Test command

The Ersilia test command is designed to automatize model testing and validation at incorporation time and during routine maintenance of the models.

TL:DR

The test command is a CLI command on the Ersilia Model Hub that automatically performs several checks on an individual model.

To run the test command you need to install Ersilia with the extra packages required for testing:

conda activate ersilia
pip install ersilia[test]
ersilia test model_id

The test command has three levels of complexity:

Basic: high level tests to ensure all the necessary files are available and metadata is compliant with Ersilia standards. It does not actually run the model, and is designed to be a quick maintenance for models
Surface: performs all basic tests and a simple run of the model fetched from the specified source through Ersilia's CLI. Designed to be run as a quick check during model maintenance.
Shallow: will run all the tests from the surface command and then test the model more thoroughly by testing all input types (string, list, csv) and output types (csv, json, h5). Also ensures the consistency of results between runs. Designed to be run by model contributors prior to incorporating the model and when any change is introduced in the model.
Deep: performs all shallow tests and in addition calculates performance metrics for the model. Designed to be used only by Ersilia maintainers when a new model is incorporated or significant changes are introduced.

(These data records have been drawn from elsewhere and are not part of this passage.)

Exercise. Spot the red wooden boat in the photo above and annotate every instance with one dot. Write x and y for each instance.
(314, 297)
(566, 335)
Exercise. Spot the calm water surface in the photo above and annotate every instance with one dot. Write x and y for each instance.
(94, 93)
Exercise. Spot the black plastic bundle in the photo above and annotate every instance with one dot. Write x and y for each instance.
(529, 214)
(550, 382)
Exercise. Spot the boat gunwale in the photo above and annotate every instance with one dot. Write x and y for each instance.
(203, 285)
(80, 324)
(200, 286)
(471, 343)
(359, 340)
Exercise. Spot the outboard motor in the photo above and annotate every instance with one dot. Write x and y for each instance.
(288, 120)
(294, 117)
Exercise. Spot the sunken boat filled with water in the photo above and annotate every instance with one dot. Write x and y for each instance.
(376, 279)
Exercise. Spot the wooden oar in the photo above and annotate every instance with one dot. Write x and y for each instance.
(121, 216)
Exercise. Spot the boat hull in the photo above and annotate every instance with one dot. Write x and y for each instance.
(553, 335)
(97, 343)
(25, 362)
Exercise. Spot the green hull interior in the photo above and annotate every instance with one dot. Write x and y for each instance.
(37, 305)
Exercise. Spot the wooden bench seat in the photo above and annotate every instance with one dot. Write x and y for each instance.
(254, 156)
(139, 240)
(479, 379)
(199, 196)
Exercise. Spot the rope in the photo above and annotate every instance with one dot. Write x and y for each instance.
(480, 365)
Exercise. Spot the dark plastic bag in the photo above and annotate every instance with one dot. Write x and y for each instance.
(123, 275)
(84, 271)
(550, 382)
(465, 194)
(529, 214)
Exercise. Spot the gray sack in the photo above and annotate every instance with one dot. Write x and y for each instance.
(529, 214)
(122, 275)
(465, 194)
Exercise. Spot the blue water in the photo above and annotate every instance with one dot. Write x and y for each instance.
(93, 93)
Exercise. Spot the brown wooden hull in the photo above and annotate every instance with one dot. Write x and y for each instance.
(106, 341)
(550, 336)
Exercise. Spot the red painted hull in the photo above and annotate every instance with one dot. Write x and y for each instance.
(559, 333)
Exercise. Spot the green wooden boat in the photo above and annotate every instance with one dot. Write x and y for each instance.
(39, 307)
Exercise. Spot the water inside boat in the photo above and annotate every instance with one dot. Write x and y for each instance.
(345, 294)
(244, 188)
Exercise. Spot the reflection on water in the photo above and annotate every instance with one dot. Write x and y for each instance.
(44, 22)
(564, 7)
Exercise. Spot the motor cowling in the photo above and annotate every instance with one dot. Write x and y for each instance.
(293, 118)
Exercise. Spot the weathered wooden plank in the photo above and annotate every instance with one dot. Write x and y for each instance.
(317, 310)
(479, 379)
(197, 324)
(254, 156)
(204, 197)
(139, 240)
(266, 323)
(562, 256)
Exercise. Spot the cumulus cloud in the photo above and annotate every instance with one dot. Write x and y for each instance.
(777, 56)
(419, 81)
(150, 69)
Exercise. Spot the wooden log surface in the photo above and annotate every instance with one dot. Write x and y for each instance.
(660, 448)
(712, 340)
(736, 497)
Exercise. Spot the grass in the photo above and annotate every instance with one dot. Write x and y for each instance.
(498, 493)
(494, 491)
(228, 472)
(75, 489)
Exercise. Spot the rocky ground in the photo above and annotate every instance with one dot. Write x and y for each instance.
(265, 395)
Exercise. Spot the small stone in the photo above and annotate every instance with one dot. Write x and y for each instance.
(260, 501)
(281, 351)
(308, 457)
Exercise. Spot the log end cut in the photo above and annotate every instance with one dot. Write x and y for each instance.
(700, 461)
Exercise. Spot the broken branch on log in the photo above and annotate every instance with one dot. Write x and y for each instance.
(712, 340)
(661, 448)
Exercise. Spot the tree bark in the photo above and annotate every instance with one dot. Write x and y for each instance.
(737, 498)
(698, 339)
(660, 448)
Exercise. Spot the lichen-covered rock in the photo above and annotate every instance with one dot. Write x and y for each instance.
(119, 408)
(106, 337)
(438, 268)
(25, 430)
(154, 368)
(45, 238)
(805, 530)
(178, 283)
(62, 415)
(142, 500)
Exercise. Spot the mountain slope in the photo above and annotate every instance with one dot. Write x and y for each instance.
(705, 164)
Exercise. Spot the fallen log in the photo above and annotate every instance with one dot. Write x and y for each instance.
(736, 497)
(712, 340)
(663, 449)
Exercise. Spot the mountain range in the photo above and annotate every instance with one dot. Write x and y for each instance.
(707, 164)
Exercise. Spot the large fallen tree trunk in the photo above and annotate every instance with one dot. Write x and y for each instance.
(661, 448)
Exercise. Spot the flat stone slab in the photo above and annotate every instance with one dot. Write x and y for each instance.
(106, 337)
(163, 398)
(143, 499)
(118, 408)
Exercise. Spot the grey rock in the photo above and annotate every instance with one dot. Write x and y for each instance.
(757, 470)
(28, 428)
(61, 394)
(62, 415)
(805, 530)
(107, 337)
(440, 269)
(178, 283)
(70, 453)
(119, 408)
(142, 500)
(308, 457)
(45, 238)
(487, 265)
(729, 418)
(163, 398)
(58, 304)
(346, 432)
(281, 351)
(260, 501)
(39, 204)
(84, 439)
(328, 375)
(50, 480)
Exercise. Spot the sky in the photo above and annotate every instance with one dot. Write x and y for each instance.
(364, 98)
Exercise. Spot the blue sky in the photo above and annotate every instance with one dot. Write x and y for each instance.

Hence, a test command could look like:

ersilia test model_id --inspect #Basic run
ersilia test model_id --surface #Surface check
ersilia test model_id --shallow #Shallow check
ersilia test model_id --deep #Deep check

In addition to the printed output in the terminal, the test command produces a .json report stored in the directory where the command is run under the name <model_id>-test.json

Inspect test

Usage

The model is downloaded (not fetched) from its online storage in S3 or Github. By default, if no flag is specified the model will be fetched from GitHub. In addition, the basic tests can also be performed from a local directory, for example when a contributor is incorporating a new model.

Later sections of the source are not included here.